Juniper Research says that with new opportunities for automation, fintech firms are also “moving in to disrupt the market.”
The changing environment comes as robo-advisor platform revenue is projected to total $25 billion by 2022, compared to an estimated $1.7 billion in 2017, Juniper said.
With these growth opportunities, robo-advisors are making wealth management “more open and inclusive,” Nick Maynard, a research analyst at Juniper Research, told ThinkAdvisor. “Robo-advisors are actively broadening the appeal of wealth management.”
Total assets under management by robo-advisors will jump to $4.1 trillion in 2022, from an estimated $330 billion in 2017, the study adds.
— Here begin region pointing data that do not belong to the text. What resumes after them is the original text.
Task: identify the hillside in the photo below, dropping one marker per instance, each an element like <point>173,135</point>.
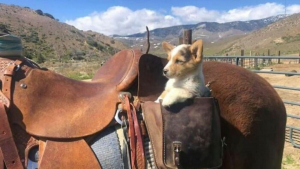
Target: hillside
<point>45,38</point>
<point>283,35</point>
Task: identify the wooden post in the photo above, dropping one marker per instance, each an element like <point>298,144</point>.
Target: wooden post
<point>187,36</point>
<point>180,40</point>
<point>269,60</point>
<point>242,59</point>
<point>279,55</point>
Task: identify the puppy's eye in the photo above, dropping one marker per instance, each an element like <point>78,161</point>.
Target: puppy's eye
<point>178,61</point>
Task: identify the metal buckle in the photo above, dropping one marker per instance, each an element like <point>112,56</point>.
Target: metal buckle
<point>122,95</point>
<point>17,67</point>
<point>177,150</point>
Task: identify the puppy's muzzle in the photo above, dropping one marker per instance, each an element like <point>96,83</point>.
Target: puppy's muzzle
<point>165,71</point>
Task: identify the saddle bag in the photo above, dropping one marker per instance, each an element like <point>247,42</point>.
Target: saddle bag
<point>186,135</point>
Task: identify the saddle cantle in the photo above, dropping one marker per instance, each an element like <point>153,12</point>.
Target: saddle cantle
<point>66,108</point>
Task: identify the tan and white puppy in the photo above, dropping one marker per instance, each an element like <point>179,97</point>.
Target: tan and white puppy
<point>184,71</point>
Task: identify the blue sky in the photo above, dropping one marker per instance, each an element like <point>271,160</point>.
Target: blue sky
<point>108,16</point>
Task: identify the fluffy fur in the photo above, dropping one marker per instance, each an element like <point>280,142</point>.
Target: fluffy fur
<point>184,71</point>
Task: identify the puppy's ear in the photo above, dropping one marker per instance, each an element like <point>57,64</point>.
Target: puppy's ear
<point>167,47</point>
<point>197,50</point>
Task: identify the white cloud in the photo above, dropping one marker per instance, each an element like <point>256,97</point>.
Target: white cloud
<point>193,14</point>
<point>122,20</point>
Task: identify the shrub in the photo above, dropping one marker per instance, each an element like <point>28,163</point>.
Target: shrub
<point>40,59</point>
<point>49,15</point>
<point>92,43</point>
<point>40,12</point>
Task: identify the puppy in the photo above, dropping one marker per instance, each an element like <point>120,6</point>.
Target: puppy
<point>184,71</point>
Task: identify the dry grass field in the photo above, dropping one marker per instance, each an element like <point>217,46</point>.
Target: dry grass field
<point>291,159</point>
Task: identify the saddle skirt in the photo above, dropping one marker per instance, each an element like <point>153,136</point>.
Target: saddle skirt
<point>49,105</point>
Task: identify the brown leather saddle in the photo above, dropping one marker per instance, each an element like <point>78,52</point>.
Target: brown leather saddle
<point>61,115</point>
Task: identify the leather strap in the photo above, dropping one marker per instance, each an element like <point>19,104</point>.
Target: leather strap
<point>131,133</point>
<point>1,160</point>
<point>140,156</point>
<point>6,82</point>
<point>7,144</point>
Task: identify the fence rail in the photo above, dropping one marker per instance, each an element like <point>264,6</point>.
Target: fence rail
<point>255,63</point>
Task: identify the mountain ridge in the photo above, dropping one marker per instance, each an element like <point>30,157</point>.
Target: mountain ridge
<point>44,38</point>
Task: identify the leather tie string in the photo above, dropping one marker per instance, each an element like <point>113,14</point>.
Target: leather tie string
<point>131,133</point>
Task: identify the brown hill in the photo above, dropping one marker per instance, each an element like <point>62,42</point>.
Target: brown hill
<point>43,37</point>
<point>283,35</point>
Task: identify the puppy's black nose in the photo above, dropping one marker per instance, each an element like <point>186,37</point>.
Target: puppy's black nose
<point>165,71</point>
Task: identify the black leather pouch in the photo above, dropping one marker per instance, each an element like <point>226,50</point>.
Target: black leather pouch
<point>191,134</point>
<point>186,135</point>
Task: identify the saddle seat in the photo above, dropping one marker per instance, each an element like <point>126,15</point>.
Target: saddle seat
<point>54,106</point>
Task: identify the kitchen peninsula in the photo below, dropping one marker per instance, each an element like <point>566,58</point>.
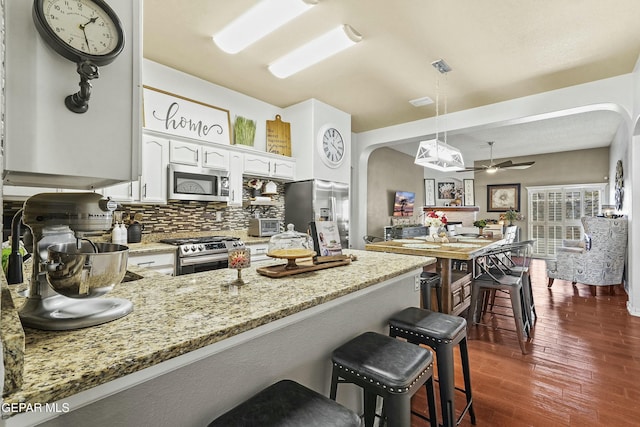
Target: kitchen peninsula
<point>193,346</point>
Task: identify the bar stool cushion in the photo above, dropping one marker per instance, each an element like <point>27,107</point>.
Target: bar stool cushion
<point>385,362</point>
<point>288,404</point>
<point>427,324</point>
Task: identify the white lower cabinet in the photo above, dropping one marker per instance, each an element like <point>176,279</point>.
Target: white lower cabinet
<point>163,262</point>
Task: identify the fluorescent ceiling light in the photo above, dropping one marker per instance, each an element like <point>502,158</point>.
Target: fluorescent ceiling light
<point>315,51</point>
<point>437,155</point>
<point>259,21</point>
<point>419,102</point>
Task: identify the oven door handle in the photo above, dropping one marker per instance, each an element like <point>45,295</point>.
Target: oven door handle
<point>202,259</point>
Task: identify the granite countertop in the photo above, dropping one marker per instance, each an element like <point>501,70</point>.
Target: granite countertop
<point>176,315</point>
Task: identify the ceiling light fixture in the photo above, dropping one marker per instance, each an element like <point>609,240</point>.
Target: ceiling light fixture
<point>420,102</point>
<point>315,51</point>
<point>259,21</point>
<point>436,154</point>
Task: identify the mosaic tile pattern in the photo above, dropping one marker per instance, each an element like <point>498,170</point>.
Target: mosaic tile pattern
<point>176,315</point>
<point>190,217</point>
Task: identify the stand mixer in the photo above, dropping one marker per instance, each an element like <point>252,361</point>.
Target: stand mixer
<point>69,271</point>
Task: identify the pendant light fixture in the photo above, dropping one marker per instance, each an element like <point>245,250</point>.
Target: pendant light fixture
<point>434,153</point>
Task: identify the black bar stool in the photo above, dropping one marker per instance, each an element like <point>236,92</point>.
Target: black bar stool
<point>442,332</point>
<point>430,280</point>
<point>392,369</point>
<point>288,404</point>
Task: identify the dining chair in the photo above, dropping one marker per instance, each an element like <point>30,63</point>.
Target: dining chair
<point>490,274</point>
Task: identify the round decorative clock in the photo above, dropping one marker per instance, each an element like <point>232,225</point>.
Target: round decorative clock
<point>87,32</point>
<point>331,146</point>
<point>80,30</point>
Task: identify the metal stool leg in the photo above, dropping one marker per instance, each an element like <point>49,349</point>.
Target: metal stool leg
<point>516,306</point>
<point>466,373</point>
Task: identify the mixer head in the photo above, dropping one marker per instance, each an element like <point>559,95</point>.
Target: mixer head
<point>84,213</point>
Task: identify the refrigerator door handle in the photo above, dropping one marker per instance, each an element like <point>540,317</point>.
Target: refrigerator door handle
<point>333,209</point>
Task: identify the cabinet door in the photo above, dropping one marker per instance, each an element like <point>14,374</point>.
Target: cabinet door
<point>235,179</point>
<point>161,262</point>
<point>283,169</point>
<point>155,158</point>
<point>184,153</point>
<point>215,158</point>
<point>257,165</point>
<point>125,192</point>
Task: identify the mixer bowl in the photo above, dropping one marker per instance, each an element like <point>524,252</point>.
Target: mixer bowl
<point>83,273</point>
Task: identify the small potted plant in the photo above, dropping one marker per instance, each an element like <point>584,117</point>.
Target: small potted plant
<point>481,223</point>
<point>511,215</point>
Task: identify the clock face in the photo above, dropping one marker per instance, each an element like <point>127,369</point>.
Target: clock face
<point>80,29</point>
<point>332,147</point>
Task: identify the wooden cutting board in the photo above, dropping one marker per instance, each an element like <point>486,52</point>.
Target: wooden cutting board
<point>280,271</point>
<point>279,137</point>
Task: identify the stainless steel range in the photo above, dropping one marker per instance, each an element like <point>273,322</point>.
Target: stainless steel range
<point>204,253</point>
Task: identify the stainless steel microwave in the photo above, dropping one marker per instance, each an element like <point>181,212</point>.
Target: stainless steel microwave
<point>194,183</point>
<point>261,227</point>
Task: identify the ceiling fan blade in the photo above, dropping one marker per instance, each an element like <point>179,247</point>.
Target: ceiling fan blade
<point>524,165</point>
<point>471,169</point>
<point>504,164</point>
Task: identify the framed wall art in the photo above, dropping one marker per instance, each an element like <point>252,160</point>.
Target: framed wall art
<point>176,115</point>
<point>469,192</point>
<point>446,190</point>
<point>504,197</point>
<point>429,192</point>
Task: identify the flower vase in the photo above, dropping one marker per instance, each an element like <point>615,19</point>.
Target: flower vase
<point>239,259</point>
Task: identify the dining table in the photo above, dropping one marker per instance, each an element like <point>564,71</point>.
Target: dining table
<point>454,256</point>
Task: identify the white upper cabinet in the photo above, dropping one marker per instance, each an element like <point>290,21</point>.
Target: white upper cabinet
<point>215,157</point>
<point>46,144</point>
<point>153,182</point>
<point>184,153</point>
<point>206,156</point>
<point>285,169</point>
<point>235,178</point>
<point>270,167</point>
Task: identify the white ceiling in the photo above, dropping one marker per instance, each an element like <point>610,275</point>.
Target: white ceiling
<point>498,50</point>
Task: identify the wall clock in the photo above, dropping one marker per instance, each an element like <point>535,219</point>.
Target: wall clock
<point>87,32</point>
<point>331,146</point>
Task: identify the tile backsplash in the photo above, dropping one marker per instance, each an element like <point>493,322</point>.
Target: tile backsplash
<point>185,217</point>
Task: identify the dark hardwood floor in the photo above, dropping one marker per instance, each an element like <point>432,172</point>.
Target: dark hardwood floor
<point>583,366</point>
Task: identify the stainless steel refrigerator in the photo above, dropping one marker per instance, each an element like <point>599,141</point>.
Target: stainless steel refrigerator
<point>317,200</point>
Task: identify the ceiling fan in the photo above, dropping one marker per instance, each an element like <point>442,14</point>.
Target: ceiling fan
<point>495,167</point>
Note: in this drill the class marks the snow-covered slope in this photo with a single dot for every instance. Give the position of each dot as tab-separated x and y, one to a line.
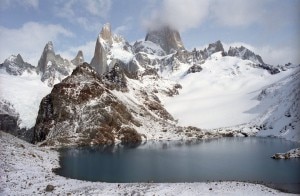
25	93
222	94
279	108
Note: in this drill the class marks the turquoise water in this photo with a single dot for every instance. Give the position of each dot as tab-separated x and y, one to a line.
239	159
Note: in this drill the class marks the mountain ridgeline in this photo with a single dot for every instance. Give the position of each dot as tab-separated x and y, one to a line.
117	97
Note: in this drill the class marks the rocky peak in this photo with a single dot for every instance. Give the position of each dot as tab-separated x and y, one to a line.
15	65
79	59
106	33
99	60
215	47
245	54
82	105
207	52
167	38
52	67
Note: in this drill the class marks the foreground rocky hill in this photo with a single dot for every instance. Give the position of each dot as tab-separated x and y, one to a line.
152	89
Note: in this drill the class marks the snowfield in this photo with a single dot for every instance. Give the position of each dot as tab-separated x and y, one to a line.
222	94
26	169
25	93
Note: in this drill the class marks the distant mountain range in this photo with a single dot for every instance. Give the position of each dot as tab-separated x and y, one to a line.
153	89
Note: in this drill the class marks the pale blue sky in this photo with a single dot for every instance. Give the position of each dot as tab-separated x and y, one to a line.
269	27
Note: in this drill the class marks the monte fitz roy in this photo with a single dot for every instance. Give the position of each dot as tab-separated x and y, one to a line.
154	89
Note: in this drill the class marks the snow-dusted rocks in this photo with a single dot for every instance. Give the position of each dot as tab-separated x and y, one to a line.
167	38
245	54
294	153
79	59
207	52
110	48
99	60
280	106
15	65
53	68
81	110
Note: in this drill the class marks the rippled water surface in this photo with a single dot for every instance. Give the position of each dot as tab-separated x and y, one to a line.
240	159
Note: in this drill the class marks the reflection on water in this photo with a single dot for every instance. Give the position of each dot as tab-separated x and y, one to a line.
241	159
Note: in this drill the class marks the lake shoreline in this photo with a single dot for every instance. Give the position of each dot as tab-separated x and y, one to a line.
27	170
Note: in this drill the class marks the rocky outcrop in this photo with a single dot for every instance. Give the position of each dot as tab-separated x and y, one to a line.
194	69
79	59
52	67
15	65
104	41
9	122
167	38
207	52
81	110
245	54
106	33
115	78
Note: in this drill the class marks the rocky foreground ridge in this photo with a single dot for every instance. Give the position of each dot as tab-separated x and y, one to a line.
118	96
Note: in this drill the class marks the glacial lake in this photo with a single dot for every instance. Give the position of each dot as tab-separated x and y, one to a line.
225	159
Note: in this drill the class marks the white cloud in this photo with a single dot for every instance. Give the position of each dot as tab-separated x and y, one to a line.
237	12
98	7
85	13
88	51
179	14
4	4
29	40
186	14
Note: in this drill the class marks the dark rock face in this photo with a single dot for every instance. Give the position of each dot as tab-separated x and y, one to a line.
52	66
79	59
207	52
104	40
9	122
245	54
194	69
115	79
168	39
82	111
15	65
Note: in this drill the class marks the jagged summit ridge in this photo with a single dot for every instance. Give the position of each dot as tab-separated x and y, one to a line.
79	59
245	54
167	38
15	65
52	67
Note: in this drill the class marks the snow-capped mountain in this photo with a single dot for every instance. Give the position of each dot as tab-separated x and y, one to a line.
52	67
22	86
15	65
129	89
167	38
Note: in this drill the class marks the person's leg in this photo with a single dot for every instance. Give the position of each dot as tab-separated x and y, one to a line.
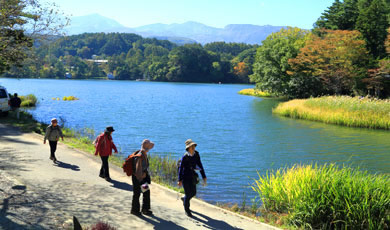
101	173
53	148
146	203
135	206
188	195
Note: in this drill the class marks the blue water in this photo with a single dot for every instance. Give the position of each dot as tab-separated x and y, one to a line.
237	136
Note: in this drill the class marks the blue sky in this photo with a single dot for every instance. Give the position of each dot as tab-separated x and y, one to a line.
217	13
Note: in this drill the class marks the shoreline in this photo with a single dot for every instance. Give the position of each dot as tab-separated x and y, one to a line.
115	163
339	110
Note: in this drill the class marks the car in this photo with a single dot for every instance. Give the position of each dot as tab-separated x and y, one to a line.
5	101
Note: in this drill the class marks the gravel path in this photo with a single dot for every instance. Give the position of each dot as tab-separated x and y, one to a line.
37	194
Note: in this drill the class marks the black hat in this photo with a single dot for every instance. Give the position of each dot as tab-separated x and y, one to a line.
109	129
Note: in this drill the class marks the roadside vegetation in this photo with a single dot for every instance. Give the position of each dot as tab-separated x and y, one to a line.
254	92
340	110
29	100
326	197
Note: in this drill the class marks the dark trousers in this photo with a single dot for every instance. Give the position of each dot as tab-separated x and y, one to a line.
104	170
53	148
190	191
135	206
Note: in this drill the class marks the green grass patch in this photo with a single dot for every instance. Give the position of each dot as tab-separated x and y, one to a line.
339	110
326	197
254	92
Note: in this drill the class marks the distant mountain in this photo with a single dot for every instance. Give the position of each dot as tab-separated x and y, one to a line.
188	32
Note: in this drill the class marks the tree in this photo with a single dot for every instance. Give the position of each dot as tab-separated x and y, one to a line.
334	63
271	63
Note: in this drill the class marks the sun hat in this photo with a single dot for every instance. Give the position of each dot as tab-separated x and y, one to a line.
190	143
147	144
109	129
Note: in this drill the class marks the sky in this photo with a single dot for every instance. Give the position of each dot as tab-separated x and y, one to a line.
216	13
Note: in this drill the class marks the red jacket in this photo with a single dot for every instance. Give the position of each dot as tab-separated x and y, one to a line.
104	145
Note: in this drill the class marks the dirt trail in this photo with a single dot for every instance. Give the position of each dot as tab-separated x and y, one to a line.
37	194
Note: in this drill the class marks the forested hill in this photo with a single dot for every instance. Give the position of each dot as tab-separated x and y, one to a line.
130	56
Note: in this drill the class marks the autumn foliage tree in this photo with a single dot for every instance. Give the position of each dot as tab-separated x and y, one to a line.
336	60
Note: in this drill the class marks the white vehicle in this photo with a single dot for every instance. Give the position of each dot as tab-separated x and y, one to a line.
4	101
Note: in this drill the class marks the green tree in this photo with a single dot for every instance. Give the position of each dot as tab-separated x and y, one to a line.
271	63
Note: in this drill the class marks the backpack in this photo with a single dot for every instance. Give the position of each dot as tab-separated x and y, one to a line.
129	163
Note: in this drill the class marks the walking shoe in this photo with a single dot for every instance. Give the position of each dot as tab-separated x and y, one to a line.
147	212
137	213
188	213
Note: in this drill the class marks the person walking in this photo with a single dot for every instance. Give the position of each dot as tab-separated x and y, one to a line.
15	104
104	146
53	134
188	178
141	180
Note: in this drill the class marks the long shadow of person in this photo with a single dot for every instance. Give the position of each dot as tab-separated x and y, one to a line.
121	185
161	224
67	166
212	223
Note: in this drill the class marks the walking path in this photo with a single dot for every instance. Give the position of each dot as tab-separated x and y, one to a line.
37	194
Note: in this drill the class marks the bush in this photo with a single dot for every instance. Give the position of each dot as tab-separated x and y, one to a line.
327	197
29	100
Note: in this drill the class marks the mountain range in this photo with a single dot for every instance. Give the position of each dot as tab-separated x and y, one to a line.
188	32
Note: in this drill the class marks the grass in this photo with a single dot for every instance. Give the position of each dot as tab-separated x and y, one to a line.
340	110
254	92
326	197
29	100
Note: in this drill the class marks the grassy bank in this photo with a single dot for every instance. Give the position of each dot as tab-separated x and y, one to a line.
326	197
254	92
340	110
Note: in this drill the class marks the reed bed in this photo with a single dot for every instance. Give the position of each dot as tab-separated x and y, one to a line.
29	100
340	110
254	92
327	197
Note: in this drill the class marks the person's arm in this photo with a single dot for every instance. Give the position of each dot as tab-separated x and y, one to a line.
181	172
61	134
199	163
113	146
138	167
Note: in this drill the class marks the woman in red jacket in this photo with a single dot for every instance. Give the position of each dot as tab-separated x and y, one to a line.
104	146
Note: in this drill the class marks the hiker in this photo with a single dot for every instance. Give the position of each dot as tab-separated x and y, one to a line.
104	146
141	180
15	104
188	178
53	134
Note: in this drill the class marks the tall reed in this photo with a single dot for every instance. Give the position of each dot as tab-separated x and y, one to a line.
327	197
340	110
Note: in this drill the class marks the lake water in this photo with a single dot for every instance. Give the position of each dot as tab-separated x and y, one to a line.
237	135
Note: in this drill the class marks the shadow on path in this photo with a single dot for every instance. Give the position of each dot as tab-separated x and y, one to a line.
121	185
161	224
67	166
211	223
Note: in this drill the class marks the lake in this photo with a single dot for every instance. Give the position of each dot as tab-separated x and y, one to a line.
237	136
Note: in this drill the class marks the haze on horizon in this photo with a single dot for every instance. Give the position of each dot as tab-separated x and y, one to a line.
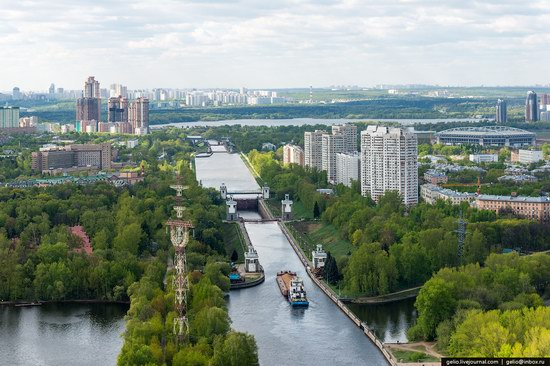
286	43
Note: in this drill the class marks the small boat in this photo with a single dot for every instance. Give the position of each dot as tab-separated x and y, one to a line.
292	288
235	277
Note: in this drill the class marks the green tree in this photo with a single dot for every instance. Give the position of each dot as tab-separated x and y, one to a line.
129	239
435	303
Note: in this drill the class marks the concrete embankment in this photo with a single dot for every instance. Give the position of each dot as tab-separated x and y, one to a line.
264	211
328	291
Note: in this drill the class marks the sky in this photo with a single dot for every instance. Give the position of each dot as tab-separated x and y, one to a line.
273	43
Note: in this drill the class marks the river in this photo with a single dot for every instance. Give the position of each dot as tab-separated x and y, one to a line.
318	335
61	334
306	121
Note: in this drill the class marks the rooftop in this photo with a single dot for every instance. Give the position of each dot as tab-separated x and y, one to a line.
488	197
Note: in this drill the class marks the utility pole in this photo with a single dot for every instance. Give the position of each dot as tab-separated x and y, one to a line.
179	235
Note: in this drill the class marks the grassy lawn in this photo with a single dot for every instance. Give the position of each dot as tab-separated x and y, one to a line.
300	212
233	240
298	209
312	233
410	356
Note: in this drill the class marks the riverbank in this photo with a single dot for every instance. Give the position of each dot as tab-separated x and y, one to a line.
79	301
334	297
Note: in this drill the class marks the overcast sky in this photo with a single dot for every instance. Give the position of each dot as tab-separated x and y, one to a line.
273	43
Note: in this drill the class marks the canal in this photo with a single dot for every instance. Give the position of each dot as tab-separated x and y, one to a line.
318	335
61	334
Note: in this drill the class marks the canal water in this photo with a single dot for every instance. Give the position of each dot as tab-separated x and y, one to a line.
61	334
318	335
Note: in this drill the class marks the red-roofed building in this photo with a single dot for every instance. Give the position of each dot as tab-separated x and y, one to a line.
86	245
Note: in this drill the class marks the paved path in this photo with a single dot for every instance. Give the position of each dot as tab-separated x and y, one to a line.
426	347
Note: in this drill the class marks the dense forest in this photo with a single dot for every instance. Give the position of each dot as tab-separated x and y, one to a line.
490	311
41	259
382	107
481	304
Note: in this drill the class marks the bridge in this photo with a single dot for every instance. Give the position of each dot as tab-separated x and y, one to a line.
242	200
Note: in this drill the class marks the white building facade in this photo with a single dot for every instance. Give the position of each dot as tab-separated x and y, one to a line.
293	154
530	156
349	132
389	163
331	145
313	149
348	167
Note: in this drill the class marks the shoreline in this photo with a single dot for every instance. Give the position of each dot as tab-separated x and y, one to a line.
75	301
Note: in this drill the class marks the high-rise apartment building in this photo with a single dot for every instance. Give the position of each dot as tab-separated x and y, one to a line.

“By automating services, costs are reduced and fees are reduced, so the barriers to entry are much lower,” Maynard explained.
He also points out that smartphone apps lower the barriers to entry, too, and they make investments easier and more convenient, especially for millennials.
Maynard doubts the growing automation will completely replace the traditional role of financial advisors. “Particularly for HNWIs [high net worth individuals], investment is something that is built upon trust and a long track record,” Maynard said. “Part of investing large sums of money is building up relationships with trusted advisors.”
As a result, financial advisory firms will “need to emphasize their credentials and experience” and will need to present themselves “as a trusted expert,” Maynard said.
Moreover, Howard Yu, a management professor at IMD, predicts the image of some financial advisory firms may change. “In the past, all financial advisory [firms] looked very similar. They all projected a sense of security and stability. They looked, by and large, traditional. But if robo-advisors’ target audience turns out to be the millennials and the underserved, the communication style of these service providers will naturally project a very different image, much more upbeat, fun, and contemporary.”
He cites the earlier example of what took place in the airline industry, as Southwest became an industry “disruptor” in the late 1970s.
In addition, larger wealth managers can use robo-advisor tech themselves, Maynard says. “By offering a branded app, these firms can combine their brand name and reputation with competitive fee structures.”